As Common Voice is a read dataset, sentences are our currency. You can help by adding new sentences to our dataset for other contributors to read, helping with bulk sentence extractions, or reporting problematic sentences.
📝 Sentence Collector is the sentence writing part of the Common Voice website. For others to be able to record their voices the Common Voice project needs sentences to be read. This is a good place to start for newcomers to this project.
📘 Contributors who want to bulk upload sentences, like for books, should check out the Bulk Submission guidelines.
🖥️ For automatic extraction of data sources, the Sentence Extractor is dedicated for extracting from sources such as Wikipedia, Wikisource or raw files.
The Sentence Collector is the "write" section of Common Voice. You can either:
- Add sentences for your language
- Validate sentences that other contributors have added
Each sentence requires at least two upvotes from human validation to be considered valid.
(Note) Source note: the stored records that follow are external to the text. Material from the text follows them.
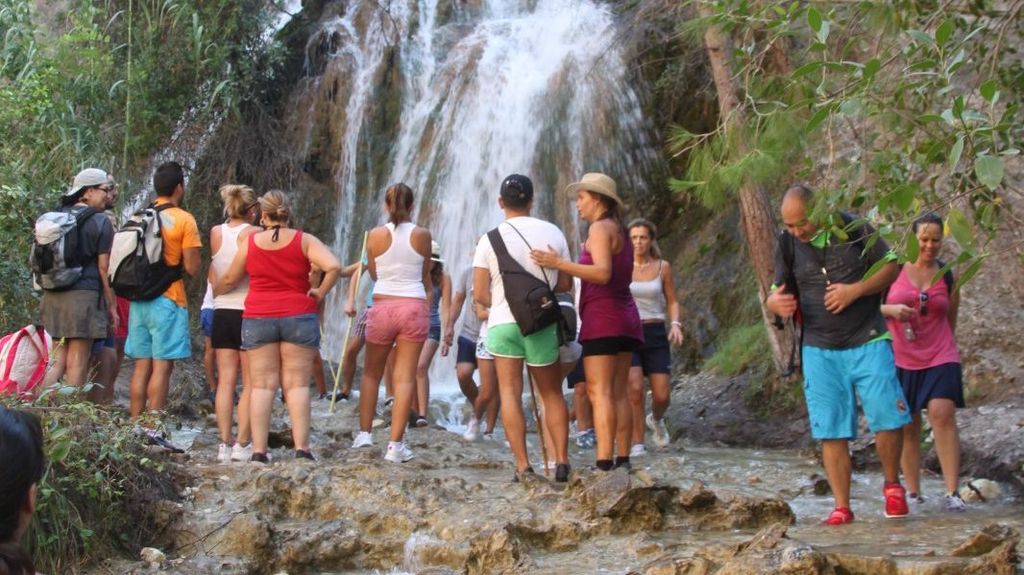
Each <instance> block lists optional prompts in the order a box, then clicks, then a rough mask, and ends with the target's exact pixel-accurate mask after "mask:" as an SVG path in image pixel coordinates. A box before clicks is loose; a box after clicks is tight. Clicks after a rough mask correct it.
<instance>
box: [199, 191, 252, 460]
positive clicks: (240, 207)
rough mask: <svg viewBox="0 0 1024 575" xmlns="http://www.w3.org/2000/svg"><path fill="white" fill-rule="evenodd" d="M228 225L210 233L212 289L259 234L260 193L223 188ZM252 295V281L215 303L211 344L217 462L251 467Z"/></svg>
mask: <svg viewBox="0 0 1024 575" xmlns="http://www.w3.org/2000/svg"><path fill="white" fill-rule="evenodd" d="M220 197H221V200H222V201H223V203H224V216H225V217H226V218H227V221H226V222H225V223H223V224H220V225H218V226H214V227H213V229H211V230H210V251H211V252H212V253H213V260H212V261H211V262H210V271H209V279H210V281H211V282H212V283H216V282H217V280H218V279H219V278H220V277H221V276H222V275H224V273H225V272H226V271H227V269H228V268H229V267H230V266H231V261H232V260H233V259H234V254H236V253H238V251H239V241H240V240H241V241H245V240H246V238H248V237H249V236H250V235H252V234H253V233H254V232H256V231H257V230H258V228H257V227H255V226H253V225H251V222H252V219H253V216H254V215H255V212H256V210H255V208H256V206H258V204H257V202H256V193H255V192H254V191H253V189H252V188H251V187H249V186H246V185H225V186H221V188H220ZM248 292H249V277H248V276H246V277H244V278H243V279H242V280H241V282H240V283H239V285H238V286H237V287H234V289H233V290H231V291H230V292H228V293H227V294H221V295H220V296H216V297H214V299H213V329H212V333H211V336H210V341H211V343H212V345H213V350H214V354H215V358H216V362H217V394H216V399H215V400H214V411H215V413H216V415H217V430H218V432H219V433H220V445H219V446H218V448H217V460H218V461H220V462H222V463H226V462H228V461H231V460H234V461H248V460H249V458H250V457H251V456H252V433H251V429H250V426H249V397H250V395H251V391H252V390H251V388H250V385H249V368H248V365H249V362H248V358H247V357H246V353H245V352H243V351H242V312H243V310H244V309H245V302H246V294H247V293H248ZM240 366H241V368H242V395H241V396H240V397H239V429H238V435H237V436H234V437H233V438H232V437H231V410H232V409H233V407H234V383H236V382H237V381H238V377H239V367H240Z"/></svg>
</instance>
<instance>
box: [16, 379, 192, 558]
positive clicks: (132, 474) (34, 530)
mask: <svg viewBox="0 0 1024 575" xmlns="http://www.w3.org/2000/svg"><path fill="white" fill-rule="evenodd" d="M86 391H88V390H80V389H77V388H71V387H60V386H57V387H52V388H49V389H47V390H45V391H44V392H43V393H42V394H40V397H38V398H36V399H35V400H33V401H32V402H31V403H23V402H19V401H18V400H17V399H14V398H11V397H10V396H2V395H0V401H2V402H3V403H4V404H5V405H7V406H8V407H14V408H20V409H28V410H31V411H35V412H36V413H37V414H39V416H40V418H41V419H42V423H43V433H44V439H45V441H44V449H45V452H46V458H47V461H48V468H47V471H46V474H45V475H44V477H43V480H42V482H41V483H40V485H39V489H38V498H37V501H36V514H35V515H34V516H33V521H32V525H31V527H30V529H29V533H28V535H27V536H26V540H25V543H26V545H27V547H28V549H29V550H30V552H31V554H32V556H33V557H34V559H35V562H36V567H37V568H39V569H40V571H42V572H44V573H68V572H72V571H75V570H77V568H78V567H79V566H81V565H82V564H84V563H86V562H89V561H94V560H98V559H102V558H105V557H110V555H111V552H112V551H113V550H115V549H116V548H120V549H126V550H129V551H132V552H135V551H137V550H138V548H139V547H140V546H141V545H142V544H145V543H148V542H152V540H153V537H154V536H155V535H156V533H154V529H155V527H154V526H155V525H156V523H157V522H156V521H155V518H156V514H157V507H156V506H155V505H154V503H155V502H156V501H157V500H159V499H165V498H172V497H174V489H173V486H172V481H171V477H170V475H169V473H168V470H167V469H166V468H165V466H164V465H163V463H160V462H158V461H156V460H154V459H152V458H150V455H148V453H147V452H146V450H145V448H144V447H143V445H142V442H141V441H139V439H138V437H137V436H136V435H135V433H134V432H133V424H132V423H131V422H129V421H128V418H127V417H126V416H125V415H124V414H123V413H122V412H121V411H120V410H119V409H111V408H106V407H103V406H99V405H96V404H94V403H91V402H88V401H86V400H85V398H84V393H85V392H86Z"/></svg>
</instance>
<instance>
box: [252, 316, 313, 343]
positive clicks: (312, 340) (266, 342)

The Sentence Extractor is a tool that can scrape public domain data sources for sentences. There are multiple sources integrated into the Sentence Extractor, such as Wikipedia and Wikisource. Please see this post for detailed guidance on how to use the Sentence Extractor.
Some methods don't go through automated cleanup/validation/rules, and they are not unified. Thus, there is a process to remove old data that might need to be discarded.
If you notice sentences that need to be deleted, you can create a migration as a Pull Request. Alternatively you can also create an issue in this repository and we will take care of it.